De Commissie heeft deze bevindingen vandaag opnieuw bekeken en benadrukt dat de huidige context van de doctrine en de jurisprudentie in aanmerking moet worden genomen bij de beoordeling van de mogelijke heridentificatie van gegevens.

Gegevens die tien jaar geleden anoniem waren, hoeven dat vandaag de dag niet per se meer te zijn: "Om vast te stellen of het redelijkerwijs waarschijnlijk is dat middelen worden gebruikt om een natuurlijk persoon te identificeren, moet rekening worden gehouden met alle objectieve factoren, zoals de kosten van identificatie en de benodigde tijd, rekening houdend met de technologieën die op het moment van verwerking beschikbaar zijn en hun ontwikkeling."

Meer specifiek heeft de CNIL – net als haar Europese tegenhangers sinds 2014 – de eisen vastgelegd waaraan moet worden voldaan in het kader van een anonimiseringsprocedure.

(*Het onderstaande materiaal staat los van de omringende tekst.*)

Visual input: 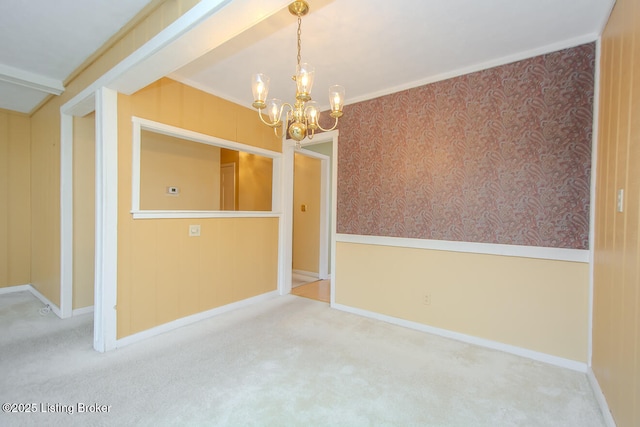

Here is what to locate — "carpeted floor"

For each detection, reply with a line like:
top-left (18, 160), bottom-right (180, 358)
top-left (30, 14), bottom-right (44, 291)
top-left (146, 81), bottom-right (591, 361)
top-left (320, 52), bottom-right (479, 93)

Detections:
top-left (0, 292), bottom-right (604, 427)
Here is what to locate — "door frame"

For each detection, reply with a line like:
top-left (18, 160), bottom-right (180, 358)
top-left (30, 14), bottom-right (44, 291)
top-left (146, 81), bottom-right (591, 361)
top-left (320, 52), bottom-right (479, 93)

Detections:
top-left (278, 130), bottom-right (339, 305)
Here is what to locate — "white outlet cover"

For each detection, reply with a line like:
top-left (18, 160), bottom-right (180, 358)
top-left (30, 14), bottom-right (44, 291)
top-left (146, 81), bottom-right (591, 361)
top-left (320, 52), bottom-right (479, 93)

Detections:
top-left (189, 225), bottom-right (200, 237)
top-left (618, 188), bottom-right (624, 212)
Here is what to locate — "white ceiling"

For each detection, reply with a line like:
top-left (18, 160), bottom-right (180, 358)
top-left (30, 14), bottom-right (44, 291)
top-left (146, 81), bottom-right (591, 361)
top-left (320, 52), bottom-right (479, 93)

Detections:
top-left (0, 0), bottom-right (615, 112)
top-left (0, 0), bottom-right (151, 113)
top-left (171, 0), bottom-right (615, 112)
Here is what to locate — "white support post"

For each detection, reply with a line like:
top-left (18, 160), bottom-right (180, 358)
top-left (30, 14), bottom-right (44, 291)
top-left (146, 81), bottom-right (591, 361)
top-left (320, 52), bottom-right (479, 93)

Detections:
top-left (60, 111), bottom-right (73, 319)
top-left (93, 87), bottom-right (118, 352)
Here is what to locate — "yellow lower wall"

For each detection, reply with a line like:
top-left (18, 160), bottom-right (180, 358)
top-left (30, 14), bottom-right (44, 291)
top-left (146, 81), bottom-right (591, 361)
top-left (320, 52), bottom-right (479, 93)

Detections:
top-left (335, 242), bottom-right (589, 363)
top-left (0, 110), bottom-right (31, 288)
top-left (117, 218), bottom-right (278, 338)
top-left (293, 153), bottom-right (322, 273)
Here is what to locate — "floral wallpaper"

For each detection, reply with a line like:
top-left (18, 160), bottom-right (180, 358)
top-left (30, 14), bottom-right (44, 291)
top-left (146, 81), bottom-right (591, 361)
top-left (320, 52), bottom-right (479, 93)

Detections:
top-left (337, 43), bottom-right (595, 249)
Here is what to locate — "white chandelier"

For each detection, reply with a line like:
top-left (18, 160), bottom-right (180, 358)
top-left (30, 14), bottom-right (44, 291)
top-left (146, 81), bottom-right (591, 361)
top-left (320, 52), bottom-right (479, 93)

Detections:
top-left (251, 0), bottom-right (344, 142)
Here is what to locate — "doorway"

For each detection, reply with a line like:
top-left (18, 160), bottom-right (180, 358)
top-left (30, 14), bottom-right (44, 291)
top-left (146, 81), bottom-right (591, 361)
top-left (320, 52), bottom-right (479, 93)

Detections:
top-left (291, 138), bottom-right (333, 302)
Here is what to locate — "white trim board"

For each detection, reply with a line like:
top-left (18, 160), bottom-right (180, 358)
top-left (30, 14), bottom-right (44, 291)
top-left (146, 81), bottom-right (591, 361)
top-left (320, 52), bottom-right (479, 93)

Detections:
top-left (0, 284), bottom-right (93, 320)
top-left (73, 305), bottom-right (93, 316)
top-left (331, 304), bottom-right (587, 373)
top-left (587, 367), bottom-right (616, 427)
top-left (115, 291), bottom-right (279, 348)
top-left (336, 234), bottom-right (590, 263)
top-left (0, 284), bottom-right (62, 319)
top-left (0, 284), bottom-right (31, 295)
top-left (345, 35), bottom-right (606, 105)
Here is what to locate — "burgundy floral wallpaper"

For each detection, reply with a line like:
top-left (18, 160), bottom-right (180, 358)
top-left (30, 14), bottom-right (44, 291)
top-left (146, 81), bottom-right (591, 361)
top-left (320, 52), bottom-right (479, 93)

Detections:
top-left (337, 43), bottom-right (595, 249)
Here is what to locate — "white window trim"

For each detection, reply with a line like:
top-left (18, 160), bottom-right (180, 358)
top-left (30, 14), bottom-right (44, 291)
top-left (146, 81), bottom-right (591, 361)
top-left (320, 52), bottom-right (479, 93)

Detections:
top-left (131, 116), bottom-right (282, 219)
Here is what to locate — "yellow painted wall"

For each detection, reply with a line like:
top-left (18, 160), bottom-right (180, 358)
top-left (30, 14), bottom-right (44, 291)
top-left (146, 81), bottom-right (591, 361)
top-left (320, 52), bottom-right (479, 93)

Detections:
top-left (25, 0), bottom-right (198, 305)
top-left (73, 113), bottom-right (96, 309)
top-left (0, 110), bottom-right (31, 288)
top-left (238, 151), bottom-right (273, 211)
top-left (335, 242), bottom-right (589, 363)
top-left (117, 79), bottom-right (281, 338)
top-left (293, 153), bottom-right (321, 273)
top-left (220, 148), bottom-right (240, 211)
top-left (592, 0), bottom-right (640, 427)
top-left (31, 102), bottom-right (60, 306)
top-left (140, 131), bottom-right (220, 211)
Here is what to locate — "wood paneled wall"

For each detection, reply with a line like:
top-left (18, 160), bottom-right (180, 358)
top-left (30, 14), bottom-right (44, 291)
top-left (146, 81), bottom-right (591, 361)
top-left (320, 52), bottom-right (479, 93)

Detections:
top-left (592, 0), bottom-right (640, 427)
top-left (117, 78), bottom-right (281, 338)
top-left (24, 0), bottom-right (198, 306)
top-left (0, 110), bottom-right (31, 288)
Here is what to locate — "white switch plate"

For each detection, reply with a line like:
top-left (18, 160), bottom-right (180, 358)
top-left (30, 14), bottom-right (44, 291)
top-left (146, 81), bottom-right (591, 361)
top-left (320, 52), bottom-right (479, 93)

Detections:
top-left (189, 224), bottom-right (200, 237)
top-left (618, 188), bottom-right (624, 212)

Ze legt de belangrijkste anonimiseringstechnieken uit:

• randomisatie (die tot doel heeft de kenmerken in een dataset zodanig te wijzigen dat ze minder precies zijn, terwijl de algehele verdeling behouden blijft) en
• generalisatie (wat bestaat uit het aanpassen van de schaal van de attributen van de datasets, of hun orde van grootte).

De CNIL adviseert:

• Om te bepalen welke informatie bewaard moet worden, op basis van de relevantie ervan.
• Om direct identificerende elementen te verwijderen, evenals zeldzame waarden die een gemakkelijke heridentificatie van personen mogelijk zouden maken;
• Om belangrijke informatie te onderscheiden van secundaire of nutteloze informatie;
• Het doel is om het ideale en acceptabele detailniveau voor elk opgeslagen stukje informatie te bepalen.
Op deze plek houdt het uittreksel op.